Next, we are using the fitted model to determine the cluster for each row of our data set by `.predict()`. 

In [None]:
cluster_pred = kmeans.predict(X_normalized)

Finally, we add the cluster numbers to our (non-normalized) dataset. You can see a new colomn `cluster` that shows to which cluster the observation belongs based on our model. 

In [None]:
wine["cluster"] = cluster_pred
wine.head()

# STEP 7: Reviewing results
## 7.1 Inspect centroids

To see whether the clusters make sense, we can compare the values of the centroids of the different clusters. Remember, we want to see that next to compactness, isolation is optimized. This means that the centroids have different locations. Because we normalized the dataset, the location can be between 0 and 1. If one centroid is 0 and the other 1, than they have maximum distance. If one centroid is at 0.5 and the other at 0.51, they are fairly close and the clusters are highly likely to have overlap. Let's look at `kmean-cluster_centers`.

In [None]:
#returns the coordinates of the centers
pd.DataFrame(kmeans.cluster_centers_ , columns = X.columns)

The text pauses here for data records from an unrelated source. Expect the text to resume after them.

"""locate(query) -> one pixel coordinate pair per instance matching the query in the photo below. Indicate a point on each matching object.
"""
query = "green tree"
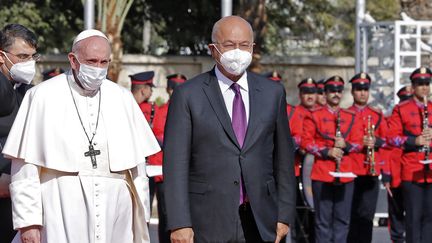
(54, 22)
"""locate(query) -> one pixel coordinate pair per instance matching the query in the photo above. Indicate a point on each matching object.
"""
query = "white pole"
(226, 8)
(89, 14)
(360, 11)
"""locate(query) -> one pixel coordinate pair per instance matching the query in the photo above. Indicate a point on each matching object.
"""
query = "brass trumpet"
(338, 134)
(371, 149)
(425, 123)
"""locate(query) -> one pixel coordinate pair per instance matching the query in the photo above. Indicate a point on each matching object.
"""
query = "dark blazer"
(6, 121)
(7, 96)
(203, 161)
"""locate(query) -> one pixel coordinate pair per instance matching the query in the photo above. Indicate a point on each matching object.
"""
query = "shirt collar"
(73, 84)
(225, 83)
(359, 108)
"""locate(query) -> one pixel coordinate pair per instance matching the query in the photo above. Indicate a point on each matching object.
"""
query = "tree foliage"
(54, 22)
(284, 27)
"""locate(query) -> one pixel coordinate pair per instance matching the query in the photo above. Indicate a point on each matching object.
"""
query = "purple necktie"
(239, 124)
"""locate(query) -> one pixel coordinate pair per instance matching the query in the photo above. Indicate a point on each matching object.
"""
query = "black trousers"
(366, 189)
(396, 218)
(247, 230)
(6, 228)
(164, 234)
(418, 217)
(332, 205)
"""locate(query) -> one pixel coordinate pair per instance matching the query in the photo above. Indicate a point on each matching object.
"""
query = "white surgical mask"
(235, 61)
(91, 77)
(22, 72)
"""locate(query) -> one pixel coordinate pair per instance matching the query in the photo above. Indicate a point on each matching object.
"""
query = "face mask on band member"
(235, 61)
(22, 72)
(91, 77)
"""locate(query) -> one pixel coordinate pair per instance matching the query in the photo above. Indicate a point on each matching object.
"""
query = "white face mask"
(235, 61)
(22, 72)
(91, 77)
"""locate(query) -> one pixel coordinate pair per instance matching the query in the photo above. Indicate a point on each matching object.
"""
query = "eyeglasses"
(334, 90)
(25, 57)
(422, 83)
(361, 89)
(228, 46)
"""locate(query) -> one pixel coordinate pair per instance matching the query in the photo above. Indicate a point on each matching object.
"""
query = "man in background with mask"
(78, 149)
(228, 152)
(17, 68)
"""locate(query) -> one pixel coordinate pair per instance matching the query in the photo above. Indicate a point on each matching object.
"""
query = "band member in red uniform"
(307, 96)
(409, 129)
(158, 129)
(396, 211)
(321, 99)
(369, 163)
(331, 134)
(142, 89)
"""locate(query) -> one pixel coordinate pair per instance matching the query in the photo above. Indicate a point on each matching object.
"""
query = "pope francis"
(78, 147)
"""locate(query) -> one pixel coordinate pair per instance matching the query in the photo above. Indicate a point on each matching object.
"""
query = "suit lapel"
(212, 90)
(254, 108)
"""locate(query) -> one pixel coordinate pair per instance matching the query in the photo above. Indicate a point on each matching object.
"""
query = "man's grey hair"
(216, 26)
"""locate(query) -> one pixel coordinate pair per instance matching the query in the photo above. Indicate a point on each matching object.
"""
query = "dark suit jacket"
(203, 161)
(7, 96)
(6, 121)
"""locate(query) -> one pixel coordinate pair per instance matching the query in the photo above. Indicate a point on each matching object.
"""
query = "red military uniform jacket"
(290, 111)
(296, 127)
(393, 157)
(361, 166)
(319, 131)
(158, 130)
(404, 126)
(149, 110)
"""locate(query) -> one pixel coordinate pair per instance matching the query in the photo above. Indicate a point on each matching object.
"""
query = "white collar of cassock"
(74, 85)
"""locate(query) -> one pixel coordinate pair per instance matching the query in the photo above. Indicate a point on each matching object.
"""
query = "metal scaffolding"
(389, 52)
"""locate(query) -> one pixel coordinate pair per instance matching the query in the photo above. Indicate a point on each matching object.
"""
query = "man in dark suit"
(17, 69)
(228, 158)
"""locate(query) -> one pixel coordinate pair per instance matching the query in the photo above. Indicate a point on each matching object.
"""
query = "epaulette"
(316, 109)
(376, 110)
(348, 111)
(404, 102)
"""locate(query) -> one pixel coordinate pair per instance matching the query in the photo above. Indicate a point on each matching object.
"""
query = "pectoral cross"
(92, 153)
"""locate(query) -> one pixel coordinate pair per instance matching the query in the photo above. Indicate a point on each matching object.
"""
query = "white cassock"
(54, 184)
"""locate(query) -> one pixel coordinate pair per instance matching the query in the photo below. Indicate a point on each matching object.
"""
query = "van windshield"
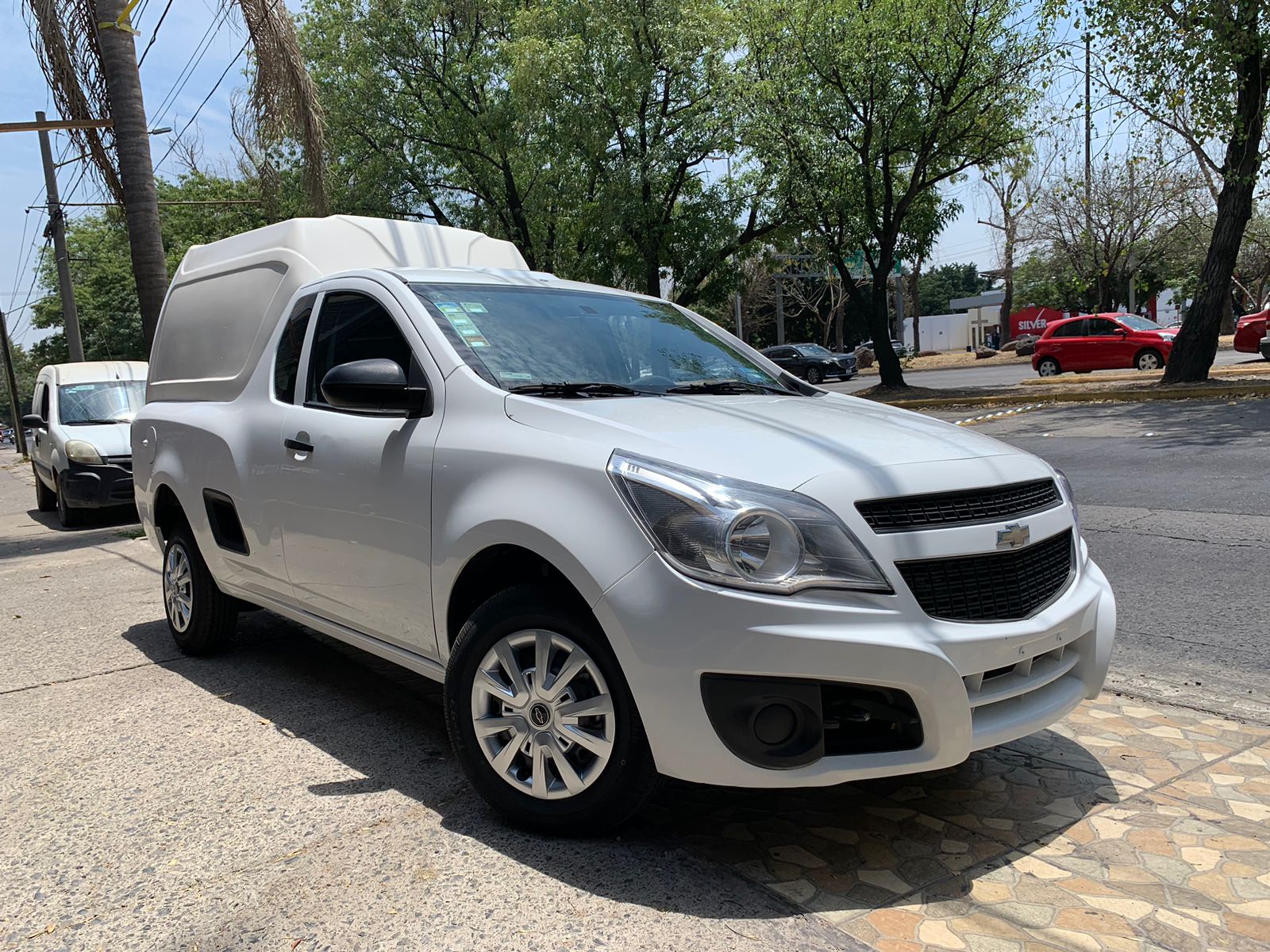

## 7.2 Inspect clusters in pairs 
It is not possible to visualize the clusters with all features at once. However, we can inspect the combination of 2 different features and see if the clusters are showing in the data. We do this with the use of `plt.scatter()` by the input argument `c=cluster-pred` we tell that we would like to have different colours for the different clusters. Inspect the clusters: would you define them as a cluster when seeing them visually? Try different combinations of features!

In [None]:
X_normalized.columns = X.columns

x_column = "alcohol" ## CHANGE VARIABLE ##
y_column = "pH"  ## CHANGE VARIABLE ##

plt.scatter(X_normalized[x_column], X_normalized[y_column], c=cluster_pred)
plt.xlabel(x_column)
plt.ylabel(y_column)
plt.title("Clustering of the wine")

## 7.3 Characteristics of the wine per cluster

We would like to inspect the difference in characteristics per cluster. With that information, we can determine what wine would suit which occasion! 

In [None]:
cluster_means = wine.groupby('cluster').mean().transpose()

cluster_means

In [None]:
cluster_means.plot.barh()